There was a lot more collaboration in the writing on this record. Why did the band not write together as much in the past?
“I think in an earlier phase… Take a song like All Mixed Up. I came out of being in this huge spurt of creativity in one day, but maybe now, in order to keep it fresh, I wouldn’t want to take a song from beginning to end – it’ll just sound like a Nick song. I think a better way to expand the creativity is to say, ‘Here’s a Nick song combined with Chad and P-Nut and Scotch and everybody writing.’ It changes things up.
“I used to just be really amped up about finishing ideas myself. That's not so important now. Now I’m into starting a song and passing it to somebody else to finish. Having P-Nut writing some key lyrics has been cool. That started on the previous album, and now the lyric team is me and SA and P-Nut and Scotch.
“We wouldn’t even know what we were gonna write about till we got into a room. P-Nut would say, ‘You know, I saw this couple the other day. They were out on a date with each other, but their faces were in their phones the entire time.’ That starts an idea about how technology was supposed to bring us together, but in a lot of ways we’re checked out. Concepts like that would come out of conversations.”
The band took a long break from working with Scotch. You had some of your biggest successes with him – a lot of bands wouldn’t want to mess with that.
“I hear you. Scotch is a really unusual dude. He’s lived in an RV for most of the time I’ve known him. He’s super-nomadic, like, ‘I feel like going to this gig tonight.’ And he’ll just go. He’s the quirkiest guy; a lot of times we have no idea what he’s up to. For a producer, it can be cool to go to the beat of his own drummer and just be, like, fiercely individualistic.

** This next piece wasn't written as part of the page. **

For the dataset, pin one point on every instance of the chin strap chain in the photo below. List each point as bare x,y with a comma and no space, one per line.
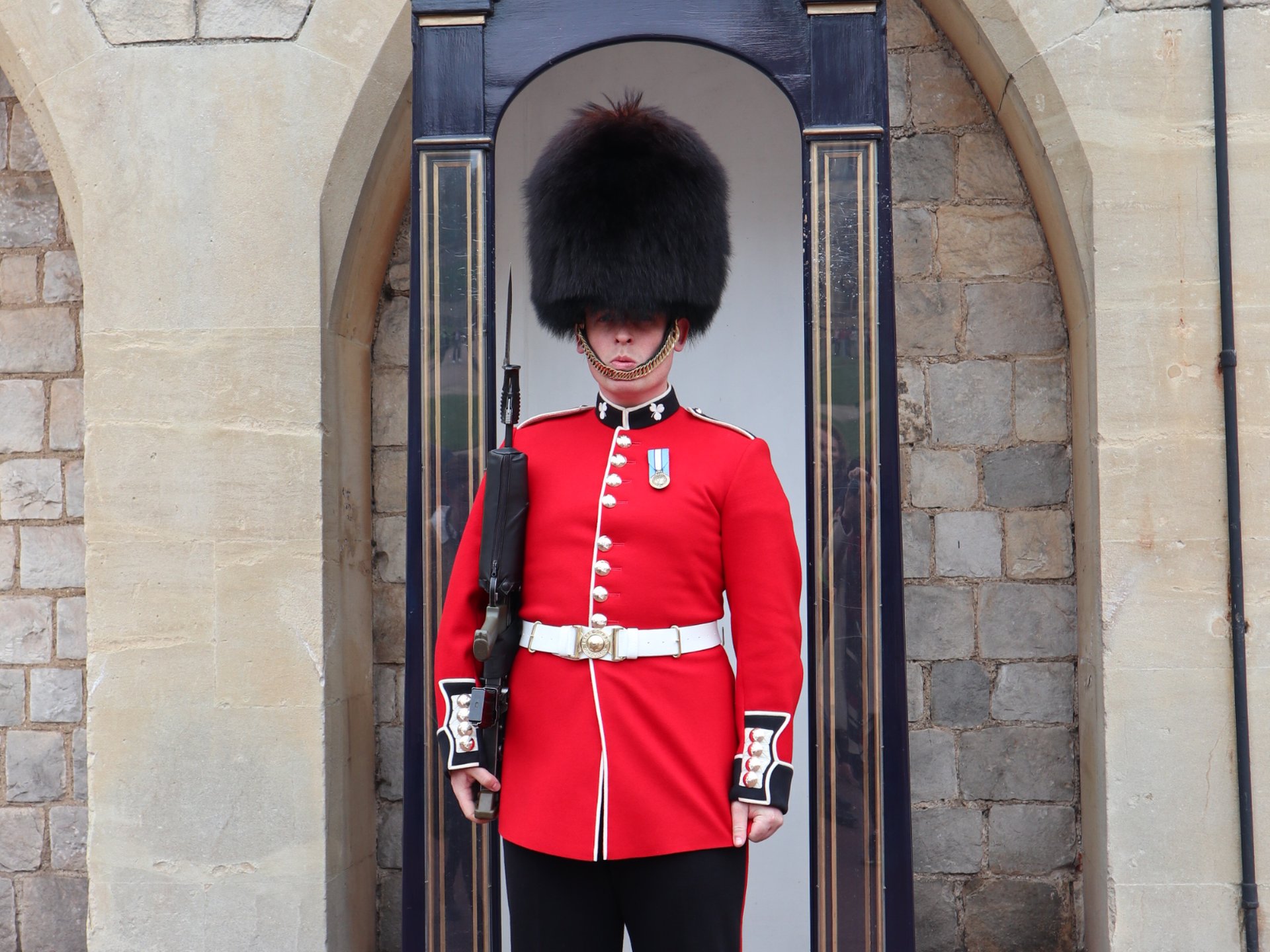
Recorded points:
672,338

“He was off working with other bands and doing some other things for a while. We asked him to come back and do our live sound, and he did a really good job at it. He had so much enthusiasm for our new songs; it’s like he was a force of nature. He’d go into our studio – he called it ‘goldmining’ – and he’d go through the hard drives and all these partially finished demos. Quite a few of them got worked up to completion, so that’s why there’s 15 songs on the record. He’d adopt a lot of orphan songs that we’d forgotten about.”